Register authdogPlugin with your environment's public key (pk_...). It decorates each request with request.authdog and exposes the guard and logout handler on app.authdog:

TypeScript
import Fastify from "fastify"
import { authdogPlugin } from "@authdog/fastify"

const app = Fastify()
await app.register(authdogPlugin, { publicKey: process.env.PK_AUTHDOG! })

The key is validated when the plugin registers. Pass fetchUserInfo: false to skip the per-request userinfo verification when you only need to detect a token.
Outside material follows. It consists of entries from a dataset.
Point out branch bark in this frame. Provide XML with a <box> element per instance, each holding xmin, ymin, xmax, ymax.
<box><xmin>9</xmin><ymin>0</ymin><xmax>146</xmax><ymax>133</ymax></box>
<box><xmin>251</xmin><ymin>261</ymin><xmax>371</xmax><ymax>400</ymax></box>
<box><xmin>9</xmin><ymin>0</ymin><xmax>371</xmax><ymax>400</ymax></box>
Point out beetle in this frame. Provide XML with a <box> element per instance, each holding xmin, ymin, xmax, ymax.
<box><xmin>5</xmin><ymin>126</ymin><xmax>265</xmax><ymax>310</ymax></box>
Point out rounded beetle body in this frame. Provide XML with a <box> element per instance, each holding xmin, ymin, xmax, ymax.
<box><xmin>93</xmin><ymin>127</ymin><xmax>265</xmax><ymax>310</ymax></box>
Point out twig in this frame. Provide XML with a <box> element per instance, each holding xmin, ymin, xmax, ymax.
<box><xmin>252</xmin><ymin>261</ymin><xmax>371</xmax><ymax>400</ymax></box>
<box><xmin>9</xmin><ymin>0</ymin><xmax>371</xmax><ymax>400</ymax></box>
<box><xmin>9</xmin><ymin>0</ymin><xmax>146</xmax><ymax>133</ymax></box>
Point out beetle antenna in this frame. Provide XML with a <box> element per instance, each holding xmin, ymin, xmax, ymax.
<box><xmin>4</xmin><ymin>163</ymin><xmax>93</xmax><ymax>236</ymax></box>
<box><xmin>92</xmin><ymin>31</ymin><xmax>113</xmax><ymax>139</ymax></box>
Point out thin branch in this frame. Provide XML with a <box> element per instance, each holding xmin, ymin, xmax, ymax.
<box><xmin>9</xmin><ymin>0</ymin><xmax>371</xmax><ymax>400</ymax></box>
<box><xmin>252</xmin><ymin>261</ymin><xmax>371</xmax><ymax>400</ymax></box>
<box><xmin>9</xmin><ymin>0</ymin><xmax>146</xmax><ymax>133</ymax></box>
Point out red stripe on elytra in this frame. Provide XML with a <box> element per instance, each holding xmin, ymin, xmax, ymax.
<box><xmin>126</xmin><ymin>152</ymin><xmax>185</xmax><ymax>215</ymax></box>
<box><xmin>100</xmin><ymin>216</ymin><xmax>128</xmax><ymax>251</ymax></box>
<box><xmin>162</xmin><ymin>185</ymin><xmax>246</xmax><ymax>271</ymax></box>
request.authdog has the shape { token, user, isAuthenticated } and the token is resolved from the authdog-session cookie first, then an Authorization: Bearer <token> header.

Protect a route

Use app.authdog.requireAuth as a preHandler. It rejects unauthenticated requests with 401 { "error": "Unauthorized" }:

TypeScript
app.get(
  "/me",
  { preHandler: app.authdog.requireAuth },
  async (req) => req.authdog!.user,
)

Resolving a session tells you who the caller is — pair it with your environment's authorization model to decide what they can do.

Sign out

app.authdog.logout clears the authdog-session cookie and redirects to a sanitized ?redirect_uri:

TypeScript
app.get("/logout", (req, reply) => app.authdog.logout(req, reply))

Service-to-service

Machine-to-machine callers send their token as Authorization: Bearer <token>; it resolves on the same path as a browser session and requireAuth gates it identically. See Backend requests.